Cottonman: Maybe the speed of the object receiving the force from the explosion should be determined by how much force is exerted onto it? For example, if a small wall is hit by a small force, it should only be forced forward a tiny bit. If the same wall is hit by a larger force, it should be pushed more.

Kevin He: The explosion impulse is totally customizable through the use of scripts. Using scripts, you can define the blastRadius, blastPressure, blastMaxObjectRadius, and whether debris or effects shoot out of your explosion. The physics part of all this only focuses on one thing: to simulate the defined explosion as accurately and as quickly as possible. The actual momentum change received by the parts are always simulated according to Newton’s 2nd law. Indeed small parts will receive bigger speed boosts for a given strength of the explosion. Indeed, I say. 

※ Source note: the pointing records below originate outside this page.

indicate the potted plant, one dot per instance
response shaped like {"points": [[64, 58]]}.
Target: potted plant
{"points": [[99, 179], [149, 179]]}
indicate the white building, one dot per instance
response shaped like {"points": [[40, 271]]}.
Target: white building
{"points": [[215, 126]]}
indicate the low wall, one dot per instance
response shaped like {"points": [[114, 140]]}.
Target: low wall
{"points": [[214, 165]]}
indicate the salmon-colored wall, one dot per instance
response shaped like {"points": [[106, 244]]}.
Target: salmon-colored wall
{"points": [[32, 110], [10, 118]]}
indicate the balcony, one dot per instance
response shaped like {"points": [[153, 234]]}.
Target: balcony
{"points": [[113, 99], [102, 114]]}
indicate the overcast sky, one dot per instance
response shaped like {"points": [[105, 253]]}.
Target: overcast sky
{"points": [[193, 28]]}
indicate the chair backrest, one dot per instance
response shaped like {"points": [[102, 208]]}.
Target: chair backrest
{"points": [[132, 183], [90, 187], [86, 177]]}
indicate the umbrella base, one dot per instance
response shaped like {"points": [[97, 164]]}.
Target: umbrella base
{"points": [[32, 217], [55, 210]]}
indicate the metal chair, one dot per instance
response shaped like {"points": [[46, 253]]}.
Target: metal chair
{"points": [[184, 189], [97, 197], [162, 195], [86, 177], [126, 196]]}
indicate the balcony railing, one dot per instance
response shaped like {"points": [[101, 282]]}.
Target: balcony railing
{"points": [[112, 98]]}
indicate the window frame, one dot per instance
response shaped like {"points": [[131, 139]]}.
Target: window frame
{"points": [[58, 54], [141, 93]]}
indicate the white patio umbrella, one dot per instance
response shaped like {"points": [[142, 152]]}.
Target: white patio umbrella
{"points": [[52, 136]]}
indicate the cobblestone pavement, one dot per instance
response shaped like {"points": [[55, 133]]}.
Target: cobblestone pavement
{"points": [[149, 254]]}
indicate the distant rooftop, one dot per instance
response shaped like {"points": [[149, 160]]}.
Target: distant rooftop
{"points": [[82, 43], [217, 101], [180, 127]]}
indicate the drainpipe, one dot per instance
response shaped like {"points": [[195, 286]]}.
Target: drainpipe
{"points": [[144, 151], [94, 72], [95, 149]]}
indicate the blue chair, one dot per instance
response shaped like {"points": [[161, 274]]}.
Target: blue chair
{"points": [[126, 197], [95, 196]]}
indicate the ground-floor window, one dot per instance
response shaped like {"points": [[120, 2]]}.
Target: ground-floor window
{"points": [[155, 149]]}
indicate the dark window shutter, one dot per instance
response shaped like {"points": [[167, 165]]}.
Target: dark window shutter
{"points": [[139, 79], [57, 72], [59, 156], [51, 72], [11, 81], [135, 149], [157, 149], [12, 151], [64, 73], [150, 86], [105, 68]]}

Intergalactic Space CruiserStealthLava: Custom Gravity? Will we ever be able to turn off gravity, and give certain parts their own gravity (for space games!)? I think the new physics engine will make that a possibility. 

Kevin He: You can cheat that using BodyForce in your scripts. Changing the default gravity in the physics engine would have a huge impact on the physical world, across all games, so we’d need to proceed with caution. If we were to try something like that, it would definitely be on a per-place basis. 

From: Automated Web Testing: Where Quality and Efficiency Meet

H3BO3: I love what you guys are doing with the physics and lighting engines. Please restore the cursor change when you mouse over a ClickDetector-enabled brick. The removal of it has turned too many games upside-down, and people can’t tell if a brick is a button or not. This causes confusion, especially with control panels with non-color changing buttons. It prevents the user from knowing if the command was executed or not, and the confusion has lead to users pressing buttons twice by accident.

John Shedletsky: I just tried this out in my simple Click Detector Demo level and it seems to be working fine, unless I misunderstand what the problem is. If you have more information on this bug, please e-mail it to [email protected] with “ATTN John Shedletsky” in the subject. Thanks! 

From: ROBLOX: Gaming in the Cloud

coplox: Can you at least support locally hosted servers?

John Shedletsky: We do support locally hosted servers, but only for the purposes  of testing levels with ROBLOX Studio. The whole point of cloud based gaming is that users don’t need to host servers. I would be interested to learn more about why you’d want to. Most home internet connections don’t have the bandwidth to support large multiplayer game servers locally. On top of that, there are security issues that we don’t want to deal with that we would have to tackle if users could run servers.

Majoko1: From the first two sentences of this blog post I could tell John wrote it. He has a sarcastic humor in everything he writes.

John Shedletsky: I blame my upbringing.